= Famadihana =

Funerary tradition of the Malagasy people in Madagascar

Famadihana is a funerary tradition of the Malagasy peoples of Madagascar. During this ceremony, known as the turning of the bones, people bring forth the bodies of their ancestors from the family crypts, rewrap the corpses in fresh cloth, and rewrite their names on the cloth so they will always be remembered. Then they dance to live music while carrying the corpses over their heads and go around the tomb before returning the corpses to the family tomb. They believe in celebrating the life lived by the dead person.

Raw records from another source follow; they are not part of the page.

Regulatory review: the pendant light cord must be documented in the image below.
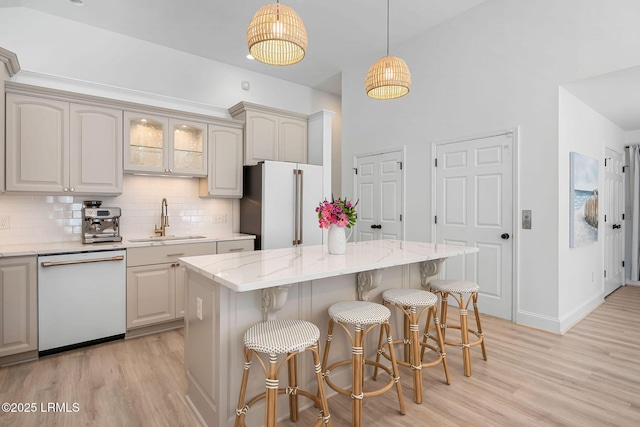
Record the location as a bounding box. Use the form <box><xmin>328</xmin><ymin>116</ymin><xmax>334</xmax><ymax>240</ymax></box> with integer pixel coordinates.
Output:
<box><xmin>387</xmin><ymin>0</ymin><xmax>390</xmax><ymax>56</ymax></box>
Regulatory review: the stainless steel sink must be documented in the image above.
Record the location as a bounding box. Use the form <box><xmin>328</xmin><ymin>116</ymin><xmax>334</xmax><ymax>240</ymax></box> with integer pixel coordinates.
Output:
<box><xmin>129</xmin><ymin>236</ymin><xmax>207</xmax><ymax>243</ymax></box>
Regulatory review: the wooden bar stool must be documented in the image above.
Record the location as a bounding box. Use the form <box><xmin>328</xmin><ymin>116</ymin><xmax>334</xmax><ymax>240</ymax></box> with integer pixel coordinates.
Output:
<box><xmin>235</xmin><ymin>319</ymin><xmax>331</xmax><ymax>427</ymax></box>
<box><xmin>322</xmin><ymin>301</ymin><xmax>405</xmax><ymax>427</ymax></box>
<box><xmin>373</xmin><ymin>289</ymin><xmax>451</xmax><ymax>403</ymax></box>
<box><xmin>424</xmin><ymin>280</ymin><xmax>487</xmax><ymax>377</ymax></box>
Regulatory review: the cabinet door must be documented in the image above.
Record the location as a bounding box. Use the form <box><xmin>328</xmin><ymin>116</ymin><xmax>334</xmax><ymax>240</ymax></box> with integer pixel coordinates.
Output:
<box><xmin>169</xmin><ymin>119</ymin><xmax>207</xmax><ymax>176</ymax></box>
<box><xmin>278</xmin><ymin>117</ymin><xmax>308</xmax><ymax>163</ymax></box>
<box><xmin>174</xmin><ymin>263</ymin><xmax>187</xmax><ymax>319</ymax></box>
<box><xmin>127</xmin><ymin>264</ymin><xmax>176</xmax><ymax>329</ymax></box>
<box><xmin>244</xmin><ymin>111</ymin><xmax>278</xmax><ymax>165</ymax></box>
<box><xmin>69</xmin><ymin>104</ymin><xmax>122</xmax><ymax>194</ymax></box>
<box><xmin>6</xmin><ymin>93</ymin><xmax>69</xmax><ymax>192</ymax></box>
<box><xmin>0</xmin><ymin>257</ymin><xmax>38</xmax><ymax>357</ymax></box>
<box><xmin>124</xmin><ymin>111</ymin><xmax>169</xmax><ymax>173</ymax></box>
<box><xmin>200</xmin><ymin>125</ymin><xmax>242</xmax><ymax>198</ymax></box>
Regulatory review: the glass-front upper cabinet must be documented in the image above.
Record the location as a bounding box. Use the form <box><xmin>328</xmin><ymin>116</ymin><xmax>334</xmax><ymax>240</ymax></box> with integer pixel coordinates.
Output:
<box><xmin>124</xmin><ymin>111</ymin><xmax>207</xmax><ymax>177</ymax></box>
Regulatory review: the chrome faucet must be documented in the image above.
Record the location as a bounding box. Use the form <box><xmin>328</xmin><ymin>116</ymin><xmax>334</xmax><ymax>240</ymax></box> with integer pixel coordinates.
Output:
<box><xmin>153</xmin><ymin>199</ymin><xmax>169</xmax><ymax>236</ymax></box>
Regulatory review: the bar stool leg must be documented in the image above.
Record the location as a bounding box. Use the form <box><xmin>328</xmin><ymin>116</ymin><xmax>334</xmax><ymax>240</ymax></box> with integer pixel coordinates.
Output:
<box><xmin>460</xmin><ymin>294</ymin><xmax>471</xmax><ymax>377</ymax></box>
<box><xmin>402</xmin><ymin>307</ymin><xmax>413</xmax><ymax>363</ymax></box>
<box><xmin>264</xmin><ymin>354</ymin><xmax>278</xmax><ymax>427</ymax></box>
<box><xmin>382</xmin><ymin>322</ymin><xmax>405</xmax><ymax>415</ymax></box>
<box><xmin>235</xmin><ymin>349</ymin><xmax>253</xmax><ymax>427</ymax></box>
<box><xmin>322</xmin><ymin>319</ymin><xmax>335</xmax><ymax>375</ymax></box>
<box><xmin>309</xmin><ymin>342</ymin><xmax>331</xmax><ymax>427</ymax></box>
<box><xmin>430</xmin><ymin>305</ymin><xmax>451</xmax><ymax>384</ymax></box>
<box><xmin>440</xmin><ymin>292</ymin><xmax>449</xmax><ymax>341</ymax></box>
<box><xmin>403</xmin><ymin>307</ymin><xmax>422</xmax><ymax>403</ymax></box>
<box><xmin>287</xmin><ymin>353</ymin><xmax>298</xmax><ymax>422</ymax></box>
<box><xmin>472</xmin><ymin>292</ymin><xmax>487</xmax><ymax>360</ymax></box>
<box><xmin>373</xmin><ymin>328</ymin><xmax>384</xmax><ymax>381</ymax></box>
<box><xmin>351</xmin><ymin>325</ymin><xmax>364</xmax><ymax>427</ymax></box>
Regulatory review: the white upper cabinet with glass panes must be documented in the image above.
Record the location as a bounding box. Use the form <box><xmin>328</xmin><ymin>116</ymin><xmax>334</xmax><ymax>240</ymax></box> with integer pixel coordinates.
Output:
<box><xmin>124</xmin><ymin>111</ymin><xmax>207</xmax><ymax>177</ymax></box>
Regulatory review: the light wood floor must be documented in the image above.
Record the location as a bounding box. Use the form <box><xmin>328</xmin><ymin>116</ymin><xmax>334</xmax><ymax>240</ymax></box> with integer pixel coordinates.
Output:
<box><xmin>0</xmin><ymin>286</ymin><xmax>640</xmax><ymax>427</ymax></box>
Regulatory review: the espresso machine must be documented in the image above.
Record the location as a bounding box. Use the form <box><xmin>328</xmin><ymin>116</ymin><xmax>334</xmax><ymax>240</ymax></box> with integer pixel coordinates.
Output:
<box><xmin>82</xmin><ymin>200</ymin><xmax>122</xmax><ymax>243</ymax></box>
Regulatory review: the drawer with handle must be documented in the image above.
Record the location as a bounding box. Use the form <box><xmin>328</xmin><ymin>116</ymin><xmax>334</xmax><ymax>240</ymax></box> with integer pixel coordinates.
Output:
<box><xmin>217</xmin><ymin>239</ymin><xmax>253</xmax><ymax>254</ymax></box>
<box><xmin>127</xmin><ymin>242</ymin><xmax>216</xmax><ymax>267</ymax></box>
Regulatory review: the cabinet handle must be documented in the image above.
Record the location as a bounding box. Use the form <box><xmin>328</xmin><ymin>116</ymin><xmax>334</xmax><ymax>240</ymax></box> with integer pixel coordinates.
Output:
<box><xmin>40</xmin><ymin>255</ymin><xmax>124</xmax><ymax>267</ymax></box>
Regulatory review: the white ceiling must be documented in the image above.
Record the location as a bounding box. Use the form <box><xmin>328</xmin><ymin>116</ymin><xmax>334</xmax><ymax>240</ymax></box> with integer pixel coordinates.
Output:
<box><xmin>563</xmin><ymin>67</ymin><xmax>640</xmax><ymax>131</ymax></box>
<box><xmin>0</xmin><ymin>0</ymin><xmax>485</xmax><ymax>94</ymax></box>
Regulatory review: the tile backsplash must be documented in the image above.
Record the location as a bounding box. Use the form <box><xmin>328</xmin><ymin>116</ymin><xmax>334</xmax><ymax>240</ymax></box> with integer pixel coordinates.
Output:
<box><xmin>0</xmin><ymin>175</ymin><xmax>237</xmax><ymax>245</ymax></box>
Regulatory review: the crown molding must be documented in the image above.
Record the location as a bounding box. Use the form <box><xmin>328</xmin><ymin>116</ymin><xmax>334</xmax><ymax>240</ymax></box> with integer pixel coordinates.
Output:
<box><xmin>0</xmin><ymin>47</ymin><xmax>20</xmax><ymax>77</ymax></box>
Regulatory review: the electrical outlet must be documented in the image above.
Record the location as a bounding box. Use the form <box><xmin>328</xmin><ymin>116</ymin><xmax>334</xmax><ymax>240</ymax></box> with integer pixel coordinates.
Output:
<box><xmin>522</xmin><ymin>210</ymin><xmax>531</xmax><ymax>230</ymax></box>
<box><xmin>0</xmin><ymin>215</ymin><xmax>10</xmax><ymax>230</ymax></box>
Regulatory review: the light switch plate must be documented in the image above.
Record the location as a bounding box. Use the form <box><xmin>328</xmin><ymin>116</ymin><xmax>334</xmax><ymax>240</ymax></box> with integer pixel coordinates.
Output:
<box><xmin>522</xmin><ymin>210</ymin><xmax>531</xmax><ymax>230</ymax></box>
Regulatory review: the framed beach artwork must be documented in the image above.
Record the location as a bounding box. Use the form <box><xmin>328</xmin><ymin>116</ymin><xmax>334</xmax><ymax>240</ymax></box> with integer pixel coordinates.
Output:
<box><xmin>569</xmin><ymin>152</ymin><xmax>598</xmax><ymax>248</ymax></box>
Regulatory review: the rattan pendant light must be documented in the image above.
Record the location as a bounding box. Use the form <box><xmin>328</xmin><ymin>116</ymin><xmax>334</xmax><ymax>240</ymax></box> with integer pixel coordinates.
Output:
<box><xmin>247</xmin><ymin>1</ymin><xmax>307</xmax><ymax>65</ymax></box>
<box><xmin>364</xmin><ymin>0</ymin><xmax>411</xmax><ymax>99</ymax></box>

Famadihana appears to be a custom of somewhat recent origin, perhaps only since the 17th century in its present form, although it may be an adaptation of premodern double funeral customs from Southeast Asia and Oceania. The custom is based upon a belief that the spirits of the dead finally join the world of the ancestors after the body's complete decomposition and appropriate ceremonies, which may take many years. In Madagascar, this became a regular ritual usually once every five to seven years, and the custom brings together extended families in celebrations of kinship, sometimes even those with troubled relations.

The practice of Famadihana is on the decline due to the expense of silk shrouds and belief by some Malagasy that the practice is outdated. Early missionaries discouraged the practice, and Evangelical Christian Malagasy have abandoned the practice in increasing numbers. The Catholic Church, however, no longer objects to the practice, because it regards Famadihana as purely cultural rather than religious. As one Malagasy man explained to the BBC, "It's important because it's our way of respecting the dead. It is also a chance for the whole family, from across the country, to come together."

Additionally, the practice of Famadihana is thought to be connected to pneumonic plague transmission in the region. The Malagasy government has issued rulings forbidding the practice for individuals who died of plague, but there have been reports of people ignoring this decree.